One example of this arose in Kathmandu, Nepal. We conducted a needs assessment of Nepal Eye Hospital and upgraded its operation theatre complex in 2016. We also provided training for eye health personnel and community health workers (CHWs). The CHWs conducted door-to-door eye screenings, referred patients to the hospital for treatment, and created eye health-seeking behavior in the community. The community’s response was even better than anticipated. The hospital couldn’t keep up with patient demand because its out-patient department (OPD) was outdated and overcrowded, and they couldn’t properly manage the flow of incoming and outgoing patients. Recognizing that the OPD was creating a breakdown in the entire system, we raised the funds needed to renovate the facility. The upgraded facility now has the capacity to meet patient demand and provide quality eye care services to more people.
What were the key impacts and results?
To date, we have declared 1,015 villages avoidable blindness-free as a result of our Hospital-Based Community Eye Health Program (HBCEHP) model. This means that every child, woman and man living in these villages has been screened for avoidable blindness.

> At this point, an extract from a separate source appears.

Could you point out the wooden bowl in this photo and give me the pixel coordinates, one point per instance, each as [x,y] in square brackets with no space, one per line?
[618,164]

Any person who required intervention has received it, and if possible, had their sight restored. These communities have also been educated to better understand how important eye health care is, and they have learned positive eye health-seeking behavior. They have become empowered to look after themselves, their families and their entire communities.
An additional impact of our program has been the empowerment of women and girls. The community health workers (CHWs) employed by this program are primarily women. CHWs hold a respected position in which they carry out a very important job, earning the respect of others as health experts in the community. Also, women and girls are more likely to be blind than men and boys, because they are less likely to receive the necessary care to preserve or restore their sight. The HBCEHP model ensures that every person within a community will be assessed and receive care, regardless of gender.
Our goal is to declare at least 2,020 villages avoidable blindness-free by 2020. Using the lessons learned from our experience so far and by strengthening our partnerships moving forward, we are confident that we will achieve this goal – For All the World to See.